Le mardi 3 décembre, à 10 h 30, M. Nolot passe à l'Antenne d'Europe 1, dans le cadre de l'émission de Roland Perez, médiateur. Participe à l'émission également M. Hennetin, représentant de l'Education Nationale, qui avait déjà été l'interlocuteur des enseignants lors de la grève du 23 septembre. Au cours de l'émission, R. Perez décrit brièvement, mais clairement la situation, mais commence par déclarer qu'aider M.Nolot est quasiment "mission impossible". Cela donne le ton. Ses questions portent surtout sur la nature du fameux document incriminé.  Y en avait-il du même type dans la bibliothèque du concours? Comportait-il des notes manuscrites? En bref, des questions techniques qui n'abordaient pas l'essentiel du problème, à savoir : M. Nolot aurait-il pu être au courant de l'interdiction portant sur son document?

M. Hennetin, quant à lui,  se repose sur les mêmes arguments que lors du 23 septembre, à savoir que le recours gracieux n'a pas été utilisé. A aucun moment, il ne répond aux questions concernant les textes réglementaires. On apprend toutefois de sa bouche que le ministre n'a pas l'intention de revenir sur sa décision. En conclusion, l'émission n'aura pas permis d'aboutir à un compromis avec l'Education Nationale, ce dont on pouvait se douter à l'avance. En revanche, après Libération et Le Parisien, elle aura encore augmenté le nombre de personnes au courant de l'affaire, ce qui n'est déjà pas si mal.

 

Quelques jours après l'émission, Luc Ferry envoie à M. Nolot une lettre datée du 5 décembre l'informant qu'il transmettait son dossier à la direction des affaires juridiques, compétente en la matière. Ceci confirme le fait qu'il ne compte pas personnellement revenir sur sa décision, mais que peut faire la nouvelle instance et dans quels délais? Est-ce une manière de noyer le poisson ou cela représente-t-il une avancée dans le traitement du dossier? Impossible de le dire pour l'instant.

 

A la même date (5 décembre), le ministre envoie un courrier à Jack Lang, qui avait appelé son attention sur la situation de M. Nolot, en lui décrivant les raisons pour lesquelles celui-ci avait été révoqué par ses soins : utilisation d'un document manuscrit (alors que le document est imprimé), consigne rappelée par l'appariteur en chef (alors qu'elle ne figure explicitement sur aucun texte), faisant l'objet d'un affichage sur les murs de la salle de préparation (alors que la seule affiche présente se situait dans la salle d'accueil et ne concernait que les ouvrages interdits parce que trop récents et ne faisait pas référence au document incriminé).
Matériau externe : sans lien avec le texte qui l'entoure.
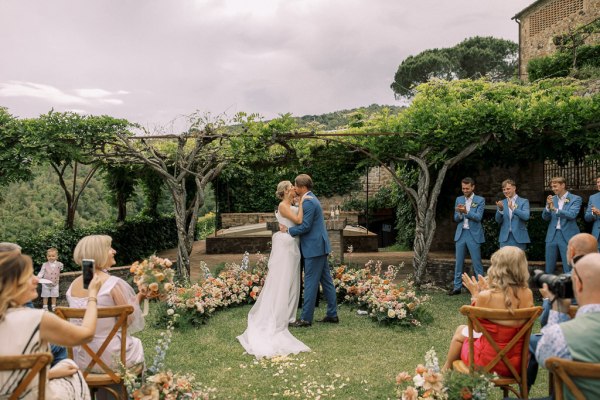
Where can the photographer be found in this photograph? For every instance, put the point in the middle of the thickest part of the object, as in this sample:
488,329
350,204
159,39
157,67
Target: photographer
577,339
579,245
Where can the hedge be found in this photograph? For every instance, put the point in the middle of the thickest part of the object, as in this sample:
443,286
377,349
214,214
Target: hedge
134,239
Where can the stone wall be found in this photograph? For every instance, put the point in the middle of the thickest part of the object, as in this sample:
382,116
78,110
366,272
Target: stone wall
545,19
230,220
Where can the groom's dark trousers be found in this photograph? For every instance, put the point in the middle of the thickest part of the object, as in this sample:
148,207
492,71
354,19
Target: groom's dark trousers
316,271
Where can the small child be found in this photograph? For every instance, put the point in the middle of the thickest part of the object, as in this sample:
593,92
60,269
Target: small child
51,271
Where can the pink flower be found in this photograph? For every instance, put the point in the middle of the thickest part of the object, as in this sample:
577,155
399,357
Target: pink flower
403,377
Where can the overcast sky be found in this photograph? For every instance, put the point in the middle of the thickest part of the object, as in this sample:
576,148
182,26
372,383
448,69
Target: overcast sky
150,61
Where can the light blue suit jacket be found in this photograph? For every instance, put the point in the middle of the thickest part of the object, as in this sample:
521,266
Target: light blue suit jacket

Conclusion : le ministre est-il de bonne foi, ou joue-t-il double jeu ?

 

Un mémoire décrivant en détail les éléments du dossier Martin Nolot est mis au point par des professeurs du collège de Parmain. Un exemplaire est envoyé au Ministre de l'Education nationale, au Médiateur de l'Education nationale, au Directeur des affaires juridiques, au Président du jury de l'agrégation interne de Mathématiques, et au Recteur de l'académie de Versailles. Jack Lang reçoit également un courrier de M. Nolot lui communiquant ce dossier et dans lequel il lui demande aussi de faire partie des gens qui le soutiennent...

Avril 2003

Suite à cette affaire l'association des victimes de l'organisation des concours de l'education nationale est créée, à ce jour près de 30 adhérents soutiennent et aident leur collègue injustement radié.

Des actions sont prévues dès la rentrée 2003.